In Canada, a doctor has been given a three-month suspension for being “inappropriate and disrespectful” toward a trans patient. Amongst Dr. Raymond Brière’s crimes were misgendering and explaining (mansplaining?) to the patient that “he was biologically female.” Thanks to subscriber Emilie for bringing this up in last week’s comments. What say you, Canadians? En ce cas, lequel est con? Ah, so many ways to riff on that in this context, but I’ll restrain myself.
Journalist Hannah Barnes has written an excellent overview of the continuing chaos surrounding the closure of the GIDS clinic in the UK for The New Statesman: “The desire to recruit people with different views ultimately led to placing Gids whistleblowers – those who had repeatedly raised concerns about the safety of the service and the clinical model it was operating under – alongside those they had either blown the whistle on, or who were still working under a system they had roundly criticised. It could never work.” Meanwhile, the BBC reports that the UK Care Quality Commission has given official approval to the first private clinic that will provide cross-sex hormones to over 16-year-olds after six appointments. This is progress?
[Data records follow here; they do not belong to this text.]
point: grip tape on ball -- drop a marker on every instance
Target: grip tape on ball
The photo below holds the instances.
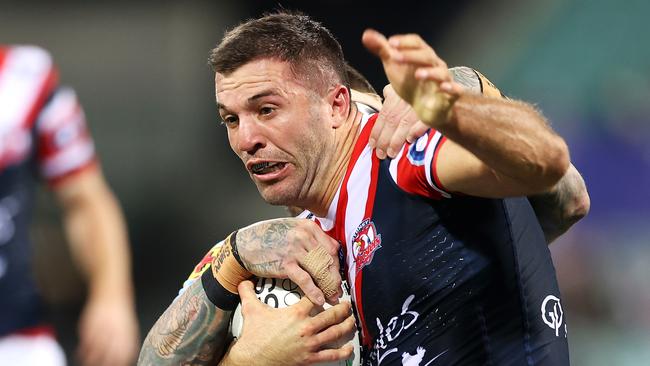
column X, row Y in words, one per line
column 220, row 284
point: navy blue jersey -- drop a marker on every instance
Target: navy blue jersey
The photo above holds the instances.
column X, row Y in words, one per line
column 43, row 136
column 440, row 279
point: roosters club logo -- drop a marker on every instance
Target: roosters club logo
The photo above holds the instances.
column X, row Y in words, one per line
column 365, row 242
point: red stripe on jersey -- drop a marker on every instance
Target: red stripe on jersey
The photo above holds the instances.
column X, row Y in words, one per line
column 46, row 89
column 372, row 190
column 412, row 178
column 343, row 197
column 59, row 181
column 340, row 215
column 434, row 165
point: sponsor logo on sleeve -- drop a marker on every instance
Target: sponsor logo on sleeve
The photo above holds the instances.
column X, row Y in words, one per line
column 552, row 313
column 365, row 242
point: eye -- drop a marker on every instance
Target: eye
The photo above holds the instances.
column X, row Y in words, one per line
column 265, row 111
column 229, row 120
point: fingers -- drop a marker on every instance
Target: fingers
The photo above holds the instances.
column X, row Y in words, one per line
column 396, row 119
column 405, row 41
column 248, row 297
column 329, row 317
column 438, row 74
column 338, row 334
column 306, row 284
column 332, row 355
column 416, row 131
column 452, row 88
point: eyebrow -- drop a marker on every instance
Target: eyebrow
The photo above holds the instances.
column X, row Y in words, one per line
column 252, row 99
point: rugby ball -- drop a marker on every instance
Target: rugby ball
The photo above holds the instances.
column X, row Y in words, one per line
column 281, row 293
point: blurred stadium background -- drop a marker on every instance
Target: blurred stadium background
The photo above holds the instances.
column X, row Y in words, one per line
column 140, row 70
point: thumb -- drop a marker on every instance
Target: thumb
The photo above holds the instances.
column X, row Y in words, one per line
column 376, row 43
column 249, row 300
column 305, row 305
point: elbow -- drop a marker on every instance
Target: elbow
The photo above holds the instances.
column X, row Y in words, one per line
column 580, row 207
column 555, row 164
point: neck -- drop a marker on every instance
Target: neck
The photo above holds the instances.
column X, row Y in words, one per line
column 346, row 137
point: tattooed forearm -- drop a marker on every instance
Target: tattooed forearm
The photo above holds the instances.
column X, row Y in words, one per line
column 466, row 77
column 563, row 206
column 262, row 246
column 191, row 331
column 262, row 268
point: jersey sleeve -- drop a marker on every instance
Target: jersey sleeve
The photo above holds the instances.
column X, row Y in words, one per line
column 65, row 146
column 414, row 168
column 201, row 267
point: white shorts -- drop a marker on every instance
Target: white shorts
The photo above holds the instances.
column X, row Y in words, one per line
column 31, row 350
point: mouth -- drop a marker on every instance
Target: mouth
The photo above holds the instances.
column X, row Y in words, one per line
column 267, row 169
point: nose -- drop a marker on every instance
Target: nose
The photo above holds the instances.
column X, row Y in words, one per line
column 250, row 136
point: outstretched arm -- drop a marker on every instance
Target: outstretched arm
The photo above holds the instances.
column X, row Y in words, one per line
column 96, row 233
column 496, row 147
column 557, row 209
column 562, row 206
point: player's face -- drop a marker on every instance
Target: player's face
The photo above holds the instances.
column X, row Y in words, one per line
column 277, row 125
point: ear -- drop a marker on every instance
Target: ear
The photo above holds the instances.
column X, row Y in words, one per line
column 339, row 100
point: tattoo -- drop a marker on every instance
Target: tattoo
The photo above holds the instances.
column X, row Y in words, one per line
column 191, row 331
column 263, row 246
column 268, row 267
column 466, row 77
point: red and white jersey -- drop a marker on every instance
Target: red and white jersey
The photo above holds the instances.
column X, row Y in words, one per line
column 413, row 170
column 36, row 115
column 43, row 136
column 442, row 281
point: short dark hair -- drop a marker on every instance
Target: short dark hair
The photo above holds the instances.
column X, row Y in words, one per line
column 358, row 81
column 292, row 37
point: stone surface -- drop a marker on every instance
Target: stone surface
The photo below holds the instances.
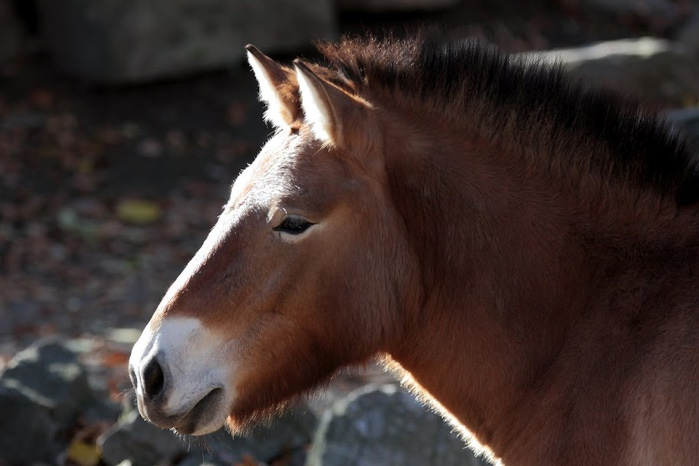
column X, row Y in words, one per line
column 27, row 431
column 394, row 5
column 384, row 425
column 12, row 35
column 655, row 70
column 52, row 376
column 43, row 389
column 116, row 41
column 688, row 35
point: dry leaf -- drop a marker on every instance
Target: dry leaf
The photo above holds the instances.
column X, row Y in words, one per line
column 138, row 212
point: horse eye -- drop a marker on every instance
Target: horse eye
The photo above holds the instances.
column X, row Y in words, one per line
column 294, row 225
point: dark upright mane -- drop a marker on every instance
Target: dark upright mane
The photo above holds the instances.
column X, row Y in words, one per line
column 529, row 104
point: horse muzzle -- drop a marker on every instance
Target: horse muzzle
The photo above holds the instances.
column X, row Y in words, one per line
column 177, row 381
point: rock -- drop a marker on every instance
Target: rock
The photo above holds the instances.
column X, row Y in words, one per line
column 27, row 431
column 655, row 70
column 51, row 376
column 113, row 41
column 12, row 34
column 658, row 12
column 394, row 5
column 135, row 440
column 688, row 36
column 379, row 425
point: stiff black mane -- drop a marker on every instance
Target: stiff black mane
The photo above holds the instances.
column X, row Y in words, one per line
column 537, row 106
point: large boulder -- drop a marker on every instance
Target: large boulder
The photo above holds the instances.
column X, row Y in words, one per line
column 394, row 5
column 51, row 375
column 117, row 41
column 384, row 425
column 12, row 34
column 656, row 70
column 27, row 430
column 42, row 391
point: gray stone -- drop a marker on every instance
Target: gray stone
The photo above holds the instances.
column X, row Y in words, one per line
column 12, row 36
column 27, row 431
column 117, row 41
column 688, row 36
column 384, row 425
column 51, row 376
column 656, row 70
column 394, row 5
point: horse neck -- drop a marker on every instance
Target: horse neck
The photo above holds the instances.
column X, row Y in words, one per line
column 506, row 272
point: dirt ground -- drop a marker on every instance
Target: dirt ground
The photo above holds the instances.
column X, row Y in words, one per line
column 105, row 193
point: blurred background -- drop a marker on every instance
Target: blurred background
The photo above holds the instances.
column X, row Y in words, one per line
column 124, row 123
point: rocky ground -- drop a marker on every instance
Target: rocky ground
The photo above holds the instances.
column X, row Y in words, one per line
column 106, row 191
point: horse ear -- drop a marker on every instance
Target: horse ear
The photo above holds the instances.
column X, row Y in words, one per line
column 282, row 107
column 332, row 113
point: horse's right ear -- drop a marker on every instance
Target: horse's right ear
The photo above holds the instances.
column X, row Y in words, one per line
column 282, row 106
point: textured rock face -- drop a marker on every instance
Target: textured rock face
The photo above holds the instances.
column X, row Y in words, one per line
column 383, row 425
column 394, row 5
column 41, row 393
column 655, row 70
column 117, row 41
column 11, row 33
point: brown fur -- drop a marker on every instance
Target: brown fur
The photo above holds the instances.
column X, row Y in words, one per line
column 532, row 278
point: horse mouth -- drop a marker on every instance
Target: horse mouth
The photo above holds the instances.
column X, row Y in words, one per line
column 199, row 419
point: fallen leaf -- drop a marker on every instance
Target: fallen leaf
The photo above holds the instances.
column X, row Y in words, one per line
column 138, row 212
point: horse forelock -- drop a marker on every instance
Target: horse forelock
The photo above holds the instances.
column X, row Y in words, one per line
column 521, row 104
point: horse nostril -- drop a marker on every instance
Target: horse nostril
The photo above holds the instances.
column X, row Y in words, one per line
column 153, row 379
column 132, row 376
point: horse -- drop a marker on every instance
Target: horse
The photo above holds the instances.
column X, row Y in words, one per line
column 521, row 249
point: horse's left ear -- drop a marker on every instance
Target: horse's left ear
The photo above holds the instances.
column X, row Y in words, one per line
column 337, row 118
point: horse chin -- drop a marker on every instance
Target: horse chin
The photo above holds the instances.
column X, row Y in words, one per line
column 206, row 417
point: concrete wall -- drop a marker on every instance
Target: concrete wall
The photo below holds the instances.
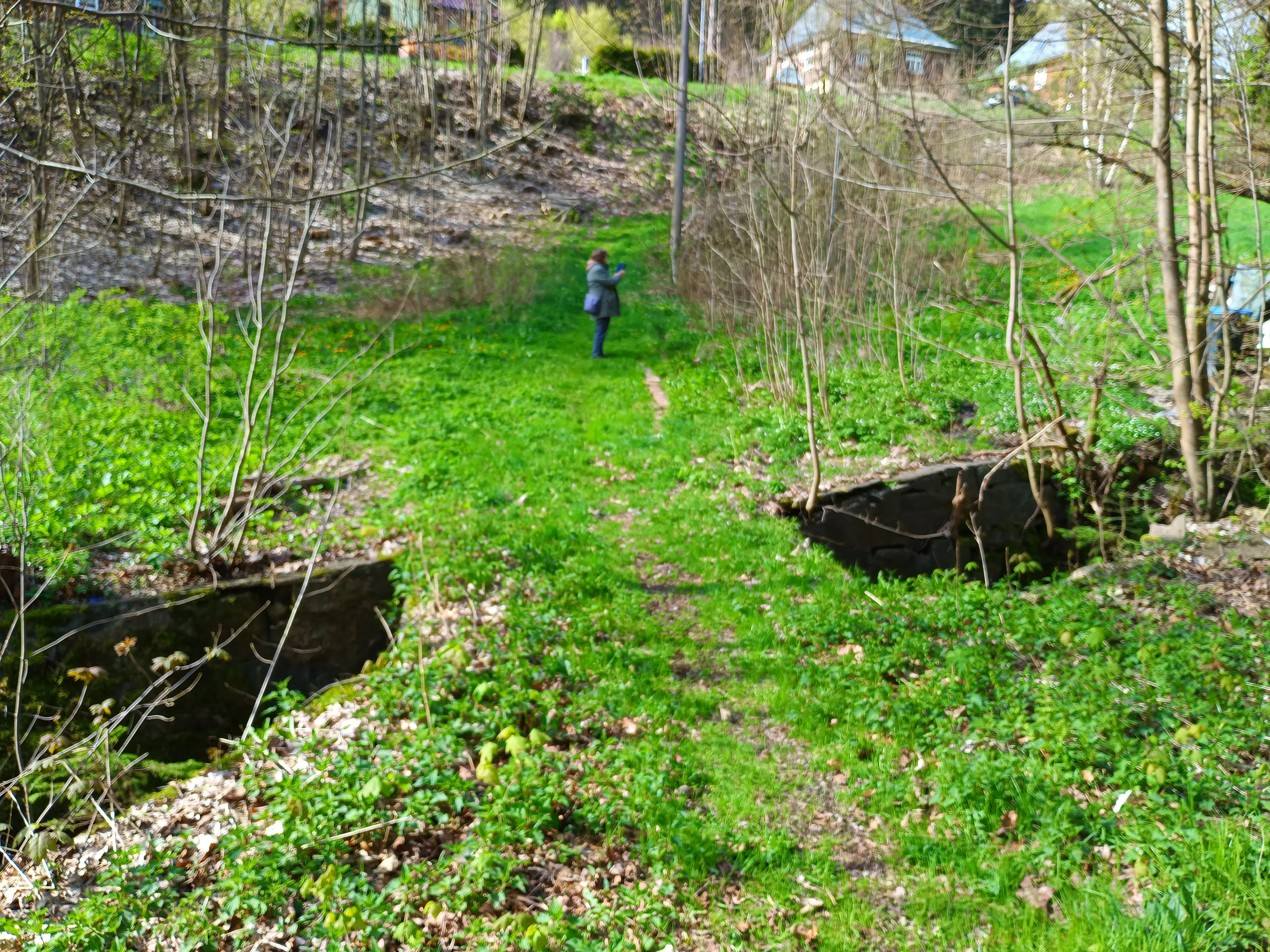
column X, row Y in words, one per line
column 334, row 634
column 881, row 526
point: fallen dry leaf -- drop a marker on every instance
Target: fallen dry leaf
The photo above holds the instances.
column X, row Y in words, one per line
column 1032, row 894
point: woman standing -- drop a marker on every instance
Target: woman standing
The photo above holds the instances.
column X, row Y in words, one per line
column 606, row 290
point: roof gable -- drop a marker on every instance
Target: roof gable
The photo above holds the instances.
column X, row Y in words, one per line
column 884, row 18
column 1052, row 42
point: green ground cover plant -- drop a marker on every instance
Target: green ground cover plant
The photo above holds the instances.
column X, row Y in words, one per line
column 816, row 758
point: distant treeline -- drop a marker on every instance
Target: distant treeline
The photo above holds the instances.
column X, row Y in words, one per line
column 653, row 64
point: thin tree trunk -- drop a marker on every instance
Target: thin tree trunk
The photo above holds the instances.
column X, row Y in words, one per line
column 1013, row 319
column 1196, row 320
column 531, row 59
column 1170, row 280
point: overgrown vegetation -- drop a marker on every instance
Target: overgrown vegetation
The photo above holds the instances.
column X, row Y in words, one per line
column 1058, row 766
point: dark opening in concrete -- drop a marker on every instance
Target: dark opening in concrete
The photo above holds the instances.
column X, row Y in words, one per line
column 334, row 634
column 905, row 526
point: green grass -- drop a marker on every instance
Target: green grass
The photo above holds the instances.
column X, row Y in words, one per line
column 962, row 737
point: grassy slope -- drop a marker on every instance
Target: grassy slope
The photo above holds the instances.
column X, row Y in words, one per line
column 651, row 586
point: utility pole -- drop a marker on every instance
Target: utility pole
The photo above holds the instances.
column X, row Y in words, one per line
column 681, row 140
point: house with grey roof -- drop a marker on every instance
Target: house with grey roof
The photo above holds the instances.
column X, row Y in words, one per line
column 1044, row 65
column 839, row 41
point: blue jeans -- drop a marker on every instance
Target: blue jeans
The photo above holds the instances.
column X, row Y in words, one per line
column 597, row 348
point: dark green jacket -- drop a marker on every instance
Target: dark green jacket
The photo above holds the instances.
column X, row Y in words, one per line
column 600, row 284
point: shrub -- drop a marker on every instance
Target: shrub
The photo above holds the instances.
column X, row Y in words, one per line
column 652, row 64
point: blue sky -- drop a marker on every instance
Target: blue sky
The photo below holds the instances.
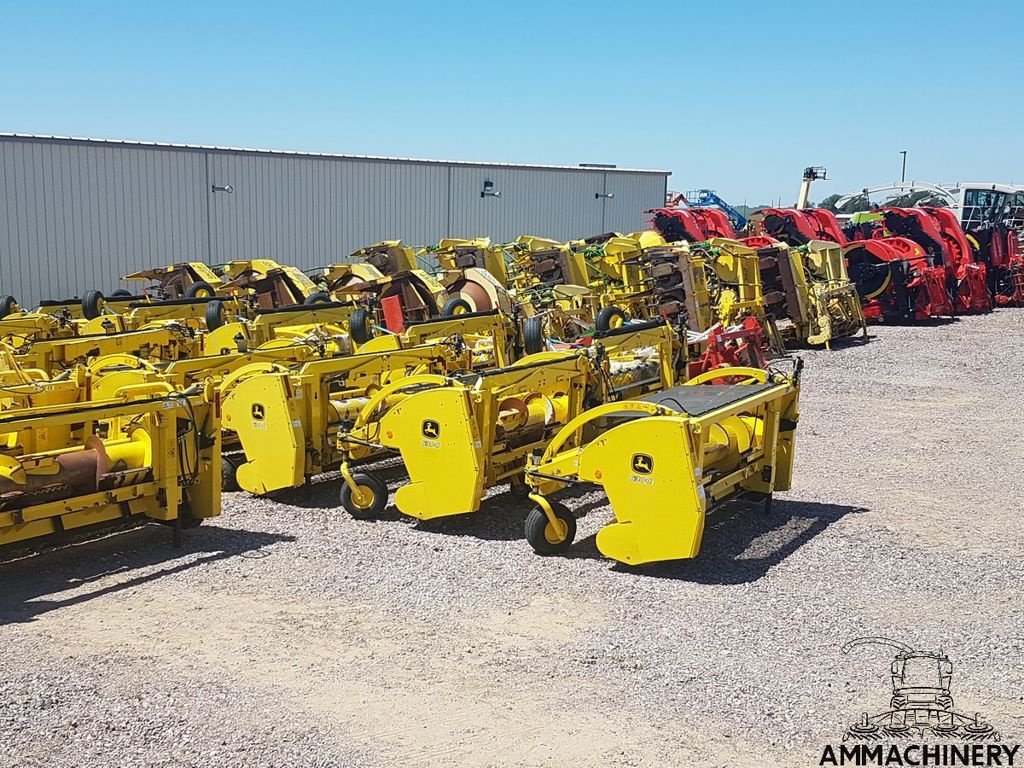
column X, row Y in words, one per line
column 737, row 96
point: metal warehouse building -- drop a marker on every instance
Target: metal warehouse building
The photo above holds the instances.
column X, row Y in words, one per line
column 79, row 213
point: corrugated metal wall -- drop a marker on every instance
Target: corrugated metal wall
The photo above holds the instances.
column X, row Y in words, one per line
column 78, row 214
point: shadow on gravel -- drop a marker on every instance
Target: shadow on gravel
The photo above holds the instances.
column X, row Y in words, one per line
column 740, row 544
column 28, row 583
column 323, row 492
column 502, row 516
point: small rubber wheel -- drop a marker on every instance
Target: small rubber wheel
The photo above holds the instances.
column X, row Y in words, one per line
column 317, row 298
column 92, row 304
column 229, row 474
column 609, row 317
column 542, row 535
column 456, row 306
column 369, row 503
column 7, row 305
column 200, row 290
column 532, row 335
column 359, row 329
column 214, row 314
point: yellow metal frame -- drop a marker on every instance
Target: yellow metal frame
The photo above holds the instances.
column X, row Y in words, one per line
column 664, row 469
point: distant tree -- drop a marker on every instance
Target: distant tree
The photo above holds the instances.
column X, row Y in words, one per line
column 829, row 203
column 910, row 200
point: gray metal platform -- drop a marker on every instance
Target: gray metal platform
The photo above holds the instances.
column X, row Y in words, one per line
column 702, row 398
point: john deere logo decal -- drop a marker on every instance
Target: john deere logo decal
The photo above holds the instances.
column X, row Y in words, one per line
column 642, row 464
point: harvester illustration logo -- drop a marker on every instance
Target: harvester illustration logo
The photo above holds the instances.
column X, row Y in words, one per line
column 642, row 464
column 921, row 704
column 921, row 725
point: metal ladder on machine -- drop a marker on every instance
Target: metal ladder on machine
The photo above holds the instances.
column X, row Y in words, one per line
column 710, row 198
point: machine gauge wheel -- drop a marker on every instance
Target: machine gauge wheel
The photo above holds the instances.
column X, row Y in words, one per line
column 543, row 537
column 609, row 317
column 532, row 335
column 370, row 500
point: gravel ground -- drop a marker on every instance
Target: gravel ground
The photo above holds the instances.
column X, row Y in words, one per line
column 287, row 634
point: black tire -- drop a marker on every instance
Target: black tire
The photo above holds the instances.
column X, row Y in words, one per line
column 532, row 335
column 201, row 289
column 7, row 305
column 317, row 298
column 538, row 529
column 359, row 323
column 214, row 314
column 92, row 304
column 452, row 307
column 229, row 474
column 604, row 317
column 378, row 500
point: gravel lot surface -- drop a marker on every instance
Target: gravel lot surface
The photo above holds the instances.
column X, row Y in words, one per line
column 287, row 634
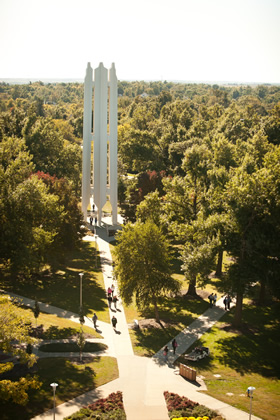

I’ll wrap up by noting that gender identity and sex inevitably get entangled in current Diversity, Equity, and Inclusion controversies, so don’t miss evolutionary biologist Carole Hooven’s description of her mistreatment on the basis of her beliefs about sex thanks to Harvard’s DEI practices in The Free Press. I have had excellent DEI training in the past, which makes me all the sadder about the often unhelpful instruction of today. If you’re interested in learning more about evidence-based diversity training, I highly recommend Getting to Diversity: What Works and What Doesn’t, ironically published by Belknap Press, an imprint of Harvard University Press. Hooven’s husband, MIT philosopher Alex Byrne, also has a new book out, The Trouble with Gender, and that’s what I’ll be reading this weekend. I hope you also have a good book to curl up with! Please share your thoughts below and through this form, and I’ll see you next week.
With heartfelt appreciation for the research assistance of Alejandra Q.
Well, Kate, with your opening editorial, you have exceeded your already stellar standard of reporting--with big kudos to Alejandra for spotting that weird old article, amongst all your other finds! And your observation that humans are historically irrational, coupled with a link to “Extraordinary Popular Delusions and the Madness of Crowds” is top level. Thanks, too, for the mentions of the DEI book and the new one by Byrne, “Trouble with Gender.” Our bookshelf shall soon runneth over . . . 👏⭐️👏⭐️👏
I’ll echo Susan’s comment: well done, Kate! You always offer intriguing content, beautifully written. Many thanks.